Après cette entrée en matière, nous filons vers la Côte-Nord, direction Sept-Îles. Huit heures de route bien droites et un ferry plus tard, nous installons le camp de base près de la station de Gallix.

Le lendemain, nous retrouvons Danny et ses deux motoneiges, qui nous permettent d’accéder aux cascades en une quinzaine de minutes à peine. Entassés sur nos machines, nous traversons le lac Sainte-Marguerite. Le froid mordant picote les rares parcelles de visage laissées à découvert. Le soleil levant apparaît alors comme une promesse de réconfort.

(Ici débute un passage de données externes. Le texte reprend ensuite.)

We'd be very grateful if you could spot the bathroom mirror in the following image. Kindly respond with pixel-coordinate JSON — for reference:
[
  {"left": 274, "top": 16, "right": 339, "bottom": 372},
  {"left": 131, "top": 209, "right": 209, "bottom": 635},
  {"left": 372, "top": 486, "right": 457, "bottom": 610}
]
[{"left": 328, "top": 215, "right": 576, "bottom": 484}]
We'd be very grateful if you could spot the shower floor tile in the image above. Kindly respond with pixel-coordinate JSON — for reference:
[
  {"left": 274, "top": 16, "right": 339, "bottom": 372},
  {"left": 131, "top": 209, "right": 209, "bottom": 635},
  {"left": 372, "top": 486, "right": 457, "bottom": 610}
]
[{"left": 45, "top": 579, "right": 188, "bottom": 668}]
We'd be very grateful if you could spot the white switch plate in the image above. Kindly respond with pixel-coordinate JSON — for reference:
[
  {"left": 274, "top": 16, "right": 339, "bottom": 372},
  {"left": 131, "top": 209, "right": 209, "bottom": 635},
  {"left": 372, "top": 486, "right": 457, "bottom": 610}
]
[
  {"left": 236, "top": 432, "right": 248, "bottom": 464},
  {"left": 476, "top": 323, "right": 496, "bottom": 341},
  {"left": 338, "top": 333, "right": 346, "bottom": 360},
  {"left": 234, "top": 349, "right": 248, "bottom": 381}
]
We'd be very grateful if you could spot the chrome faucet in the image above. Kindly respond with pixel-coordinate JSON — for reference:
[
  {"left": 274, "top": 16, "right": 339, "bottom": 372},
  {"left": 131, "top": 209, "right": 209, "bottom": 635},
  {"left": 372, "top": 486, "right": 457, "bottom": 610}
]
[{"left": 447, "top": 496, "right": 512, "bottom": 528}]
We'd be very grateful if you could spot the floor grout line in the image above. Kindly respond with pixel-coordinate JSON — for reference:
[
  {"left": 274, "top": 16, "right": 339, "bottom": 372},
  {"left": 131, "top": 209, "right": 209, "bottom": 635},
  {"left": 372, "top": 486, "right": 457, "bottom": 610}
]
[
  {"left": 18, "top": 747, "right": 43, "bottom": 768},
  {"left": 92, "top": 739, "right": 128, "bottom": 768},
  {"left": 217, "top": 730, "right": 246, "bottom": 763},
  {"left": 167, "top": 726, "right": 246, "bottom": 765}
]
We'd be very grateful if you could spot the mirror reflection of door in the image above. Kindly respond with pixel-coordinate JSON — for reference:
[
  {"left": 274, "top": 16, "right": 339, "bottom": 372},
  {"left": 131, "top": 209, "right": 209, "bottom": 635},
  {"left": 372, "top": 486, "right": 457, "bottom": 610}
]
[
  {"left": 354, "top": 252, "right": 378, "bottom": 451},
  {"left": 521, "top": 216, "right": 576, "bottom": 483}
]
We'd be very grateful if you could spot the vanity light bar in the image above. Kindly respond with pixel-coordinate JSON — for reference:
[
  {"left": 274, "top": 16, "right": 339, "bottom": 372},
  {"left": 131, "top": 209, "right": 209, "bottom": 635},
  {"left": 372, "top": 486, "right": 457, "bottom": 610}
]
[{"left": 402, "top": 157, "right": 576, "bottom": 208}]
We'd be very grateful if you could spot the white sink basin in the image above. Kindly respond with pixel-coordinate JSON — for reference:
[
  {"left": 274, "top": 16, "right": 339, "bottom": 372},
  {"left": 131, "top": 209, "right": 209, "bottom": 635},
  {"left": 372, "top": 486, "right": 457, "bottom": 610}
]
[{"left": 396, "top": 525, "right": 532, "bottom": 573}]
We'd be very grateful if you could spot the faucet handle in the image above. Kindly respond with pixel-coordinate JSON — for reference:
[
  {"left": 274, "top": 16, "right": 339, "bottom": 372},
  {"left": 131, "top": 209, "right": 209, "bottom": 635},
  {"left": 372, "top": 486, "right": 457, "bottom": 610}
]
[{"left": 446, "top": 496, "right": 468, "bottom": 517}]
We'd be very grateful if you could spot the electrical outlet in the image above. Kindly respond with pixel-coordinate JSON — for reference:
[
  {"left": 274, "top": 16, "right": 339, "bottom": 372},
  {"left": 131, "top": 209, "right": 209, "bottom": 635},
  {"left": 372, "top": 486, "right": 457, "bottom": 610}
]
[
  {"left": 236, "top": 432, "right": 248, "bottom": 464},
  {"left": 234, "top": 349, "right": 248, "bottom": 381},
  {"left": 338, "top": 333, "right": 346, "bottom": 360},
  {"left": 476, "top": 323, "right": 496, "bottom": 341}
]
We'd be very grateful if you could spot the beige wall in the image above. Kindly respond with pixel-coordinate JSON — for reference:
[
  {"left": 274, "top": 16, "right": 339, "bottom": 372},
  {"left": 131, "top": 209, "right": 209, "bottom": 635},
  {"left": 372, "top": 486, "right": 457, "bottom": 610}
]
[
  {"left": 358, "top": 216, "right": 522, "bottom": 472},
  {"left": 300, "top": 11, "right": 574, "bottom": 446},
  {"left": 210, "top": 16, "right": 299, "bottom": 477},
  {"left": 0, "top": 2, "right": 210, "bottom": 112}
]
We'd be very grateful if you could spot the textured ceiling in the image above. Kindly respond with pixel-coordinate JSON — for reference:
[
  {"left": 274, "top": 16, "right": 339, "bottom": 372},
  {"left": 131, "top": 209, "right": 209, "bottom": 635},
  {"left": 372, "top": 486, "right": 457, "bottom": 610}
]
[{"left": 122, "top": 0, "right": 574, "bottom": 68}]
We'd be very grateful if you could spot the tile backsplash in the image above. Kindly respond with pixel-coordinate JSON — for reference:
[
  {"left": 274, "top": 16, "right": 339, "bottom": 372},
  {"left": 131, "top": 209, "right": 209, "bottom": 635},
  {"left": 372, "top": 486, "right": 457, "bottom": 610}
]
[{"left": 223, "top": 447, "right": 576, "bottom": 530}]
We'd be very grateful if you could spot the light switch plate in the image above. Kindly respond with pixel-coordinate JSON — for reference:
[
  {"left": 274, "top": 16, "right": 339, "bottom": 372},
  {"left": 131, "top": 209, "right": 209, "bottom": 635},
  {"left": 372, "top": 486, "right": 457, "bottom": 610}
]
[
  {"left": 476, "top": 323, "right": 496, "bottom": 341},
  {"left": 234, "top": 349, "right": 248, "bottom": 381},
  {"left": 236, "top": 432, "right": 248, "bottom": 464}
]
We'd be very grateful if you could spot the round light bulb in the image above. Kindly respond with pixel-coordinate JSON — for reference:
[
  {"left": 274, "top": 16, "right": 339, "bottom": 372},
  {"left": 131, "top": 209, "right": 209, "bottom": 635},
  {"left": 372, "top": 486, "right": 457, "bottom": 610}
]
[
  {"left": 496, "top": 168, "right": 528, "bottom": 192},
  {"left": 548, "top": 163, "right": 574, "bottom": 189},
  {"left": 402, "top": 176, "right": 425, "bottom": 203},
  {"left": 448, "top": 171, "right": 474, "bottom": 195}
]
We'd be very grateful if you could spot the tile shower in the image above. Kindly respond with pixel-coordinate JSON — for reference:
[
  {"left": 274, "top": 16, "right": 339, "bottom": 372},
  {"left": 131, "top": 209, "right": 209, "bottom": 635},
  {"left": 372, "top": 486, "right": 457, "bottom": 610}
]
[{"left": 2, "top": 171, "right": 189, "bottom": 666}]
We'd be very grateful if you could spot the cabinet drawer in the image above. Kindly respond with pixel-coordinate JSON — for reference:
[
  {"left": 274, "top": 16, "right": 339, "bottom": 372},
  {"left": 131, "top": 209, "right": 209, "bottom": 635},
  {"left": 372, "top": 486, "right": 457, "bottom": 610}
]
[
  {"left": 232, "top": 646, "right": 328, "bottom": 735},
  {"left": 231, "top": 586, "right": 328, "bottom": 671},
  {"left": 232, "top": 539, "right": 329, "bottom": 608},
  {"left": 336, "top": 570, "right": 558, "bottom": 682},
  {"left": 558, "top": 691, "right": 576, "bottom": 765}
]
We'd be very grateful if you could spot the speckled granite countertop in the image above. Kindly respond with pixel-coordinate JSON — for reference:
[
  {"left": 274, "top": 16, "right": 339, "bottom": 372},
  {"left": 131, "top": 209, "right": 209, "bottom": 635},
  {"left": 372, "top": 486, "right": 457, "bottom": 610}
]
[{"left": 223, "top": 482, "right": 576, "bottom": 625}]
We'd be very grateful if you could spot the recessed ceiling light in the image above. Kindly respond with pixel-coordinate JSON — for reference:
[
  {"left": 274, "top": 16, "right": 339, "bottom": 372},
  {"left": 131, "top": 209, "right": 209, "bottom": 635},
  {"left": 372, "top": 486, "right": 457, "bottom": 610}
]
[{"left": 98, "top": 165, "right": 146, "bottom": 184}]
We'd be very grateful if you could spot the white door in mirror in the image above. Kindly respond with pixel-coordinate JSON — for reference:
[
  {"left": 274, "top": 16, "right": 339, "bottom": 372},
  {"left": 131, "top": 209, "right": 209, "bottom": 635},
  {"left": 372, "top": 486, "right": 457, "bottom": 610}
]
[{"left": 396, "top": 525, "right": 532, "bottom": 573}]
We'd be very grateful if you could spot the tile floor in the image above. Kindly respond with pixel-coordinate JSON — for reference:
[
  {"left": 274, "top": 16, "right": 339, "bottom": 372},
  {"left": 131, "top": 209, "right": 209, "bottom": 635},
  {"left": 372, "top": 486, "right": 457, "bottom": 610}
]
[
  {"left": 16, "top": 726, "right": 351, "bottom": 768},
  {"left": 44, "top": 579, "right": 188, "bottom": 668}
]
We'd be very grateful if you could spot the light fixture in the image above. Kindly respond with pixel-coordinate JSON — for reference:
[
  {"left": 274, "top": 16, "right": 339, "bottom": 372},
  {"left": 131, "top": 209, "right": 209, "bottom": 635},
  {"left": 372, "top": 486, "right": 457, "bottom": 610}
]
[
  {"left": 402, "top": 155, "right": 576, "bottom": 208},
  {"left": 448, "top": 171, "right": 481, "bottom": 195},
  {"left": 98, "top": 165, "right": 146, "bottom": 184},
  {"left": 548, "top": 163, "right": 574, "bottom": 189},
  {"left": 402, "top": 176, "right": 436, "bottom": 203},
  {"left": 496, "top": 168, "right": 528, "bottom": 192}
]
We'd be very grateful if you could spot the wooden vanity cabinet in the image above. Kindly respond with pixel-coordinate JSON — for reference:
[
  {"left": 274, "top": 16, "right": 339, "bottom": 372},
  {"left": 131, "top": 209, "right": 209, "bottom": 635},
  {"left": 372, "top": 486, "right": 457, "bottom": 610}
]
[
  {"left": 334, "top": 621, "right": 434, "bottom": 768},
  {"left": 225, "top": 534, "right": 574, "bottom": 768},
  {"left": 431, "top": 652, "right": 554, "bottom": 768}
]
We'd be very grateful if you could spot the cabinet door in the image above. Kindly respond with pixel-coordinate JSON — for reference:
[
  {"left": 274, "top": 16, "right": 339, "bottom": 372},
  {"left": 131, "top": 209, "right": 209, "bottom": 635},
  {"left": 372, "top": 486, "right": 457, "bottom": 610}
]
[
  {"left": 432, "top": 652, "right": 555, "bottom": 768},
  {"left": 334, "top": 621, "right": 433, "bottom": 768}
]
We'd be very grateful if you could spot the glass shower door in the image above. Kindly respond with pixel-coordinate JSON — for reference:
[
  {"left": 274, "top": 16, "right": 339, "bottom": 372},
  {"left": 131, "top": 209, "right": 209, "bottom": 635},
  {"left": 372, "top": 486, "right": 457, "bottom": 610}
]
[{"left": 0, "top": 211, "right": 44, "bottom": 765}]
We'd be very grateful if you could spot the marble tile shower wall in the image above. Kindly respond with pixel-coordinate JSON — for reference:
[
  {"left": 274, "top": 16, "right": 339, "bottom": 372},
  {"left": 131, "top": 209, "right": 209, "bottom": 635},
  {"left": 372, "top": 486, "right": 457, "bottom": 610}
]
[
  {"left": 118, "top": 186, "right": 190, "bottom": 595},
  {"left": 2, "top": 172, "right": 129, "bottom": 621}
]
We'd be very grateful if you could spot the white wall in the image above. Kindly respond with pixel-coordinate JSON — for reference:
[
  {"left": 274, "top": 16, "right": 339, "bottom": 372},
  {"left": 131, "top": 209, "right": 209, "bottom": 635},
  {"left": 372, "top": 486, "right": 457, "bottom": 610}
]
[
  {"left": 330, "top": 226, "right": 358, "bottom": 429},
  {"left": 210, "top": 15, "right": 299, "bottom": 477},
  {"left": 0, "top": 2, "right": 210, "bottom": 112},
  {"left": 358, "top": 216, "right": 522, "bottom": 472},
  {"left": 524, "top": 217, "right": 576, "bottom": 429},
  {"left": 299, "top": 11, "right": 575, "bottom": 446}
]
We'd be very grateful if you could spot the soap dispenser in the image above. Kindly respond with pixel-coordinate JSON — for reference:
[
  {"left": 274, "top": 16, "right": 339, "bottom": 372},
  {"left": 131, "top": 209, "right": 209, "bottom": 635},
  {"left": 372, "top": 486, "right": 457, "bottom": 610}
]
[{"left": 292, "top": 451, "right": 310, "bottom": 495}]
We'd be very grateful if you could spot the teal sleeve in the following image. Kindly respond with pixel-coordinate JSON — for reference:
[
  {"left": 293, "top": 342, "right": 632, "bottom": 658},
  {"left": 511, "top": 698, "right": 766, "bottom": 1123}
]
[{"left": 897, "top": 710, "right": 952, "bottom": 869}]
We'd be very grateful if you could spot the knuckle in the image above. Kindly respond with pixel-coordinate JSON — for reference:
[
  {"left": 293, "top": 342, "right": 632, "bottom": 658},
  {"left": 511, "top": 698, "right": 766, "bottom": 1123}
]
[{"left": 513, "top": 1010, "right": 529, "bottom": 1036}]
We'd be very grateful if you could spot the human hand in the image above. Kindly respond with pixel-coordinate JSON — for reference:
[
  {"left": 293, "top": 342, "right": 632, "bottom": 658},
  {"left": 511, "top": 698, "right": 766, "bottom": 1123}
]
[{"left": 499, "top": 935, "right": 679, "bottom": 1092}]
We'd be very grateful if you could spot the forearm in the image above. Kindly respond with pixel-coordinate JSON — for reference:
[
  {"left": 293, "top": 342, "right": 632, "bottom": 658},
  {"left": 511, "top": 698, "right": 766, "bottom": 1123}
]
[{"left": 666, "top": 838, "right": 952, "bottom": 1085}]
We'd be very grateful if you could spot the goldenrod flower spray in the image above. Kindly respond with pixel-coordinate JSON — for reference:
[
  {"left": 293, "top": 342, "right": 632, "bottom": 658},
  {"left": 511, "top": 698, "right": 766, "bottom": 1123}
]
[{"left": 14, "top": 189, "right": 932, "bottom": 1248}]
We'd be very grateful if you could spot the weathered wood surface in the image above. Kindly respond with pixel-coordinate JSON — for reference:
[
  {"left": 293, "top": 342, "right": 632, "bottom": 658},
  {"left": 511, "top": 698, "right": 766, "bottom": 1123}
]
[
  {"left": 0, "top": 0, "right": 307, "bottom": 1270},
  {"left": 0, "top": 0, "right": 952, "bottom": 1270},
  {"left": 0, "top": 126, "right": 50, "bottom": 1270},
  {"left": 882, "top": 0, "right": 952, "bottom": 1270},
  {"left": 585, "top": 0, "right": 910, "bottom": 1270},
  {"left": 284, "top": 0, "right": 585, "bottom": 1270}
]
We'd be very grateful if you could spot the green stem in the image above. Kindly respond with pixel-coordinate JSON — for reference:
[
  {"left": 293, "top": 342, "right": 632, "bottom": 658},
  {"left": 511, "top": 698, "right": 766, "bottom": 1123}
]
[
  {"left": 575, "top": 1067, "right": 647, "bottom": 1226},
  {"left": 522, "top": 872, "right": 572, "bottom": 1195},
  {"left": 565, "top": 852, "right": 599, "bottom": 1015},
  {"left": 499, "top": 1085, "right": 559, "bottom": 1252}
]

En nous approchant, nous distinguons le Pilier Simon Proulx - la cascade repérée plus tôt avec Julie et Jo. De loin, elle impressionne : deux cents mètres de glace dominant la rive droite du lac. D’autres grandes cascades attirent aussi le regard, comme Le Mulot, qui a largement contribué à la réputation du site. Nous déposons les filles au pied de leur voie - l'escalier - et filons au pied de la nôtre.

Nous nous répartissons les longueurs et nous engageons dans la voie. Chaque longueur est une invitation au bonheur : la bonne compagnie, la qualité de la glace et l’escalade au soleil. Il fait même si chaud que nous en venons à nous inquiéter de ce qui pourrait tomber d’au-dessus. Finalement, le soleil se voile juste à temps pour nous laisser terminer la voie avec plus de sérénité.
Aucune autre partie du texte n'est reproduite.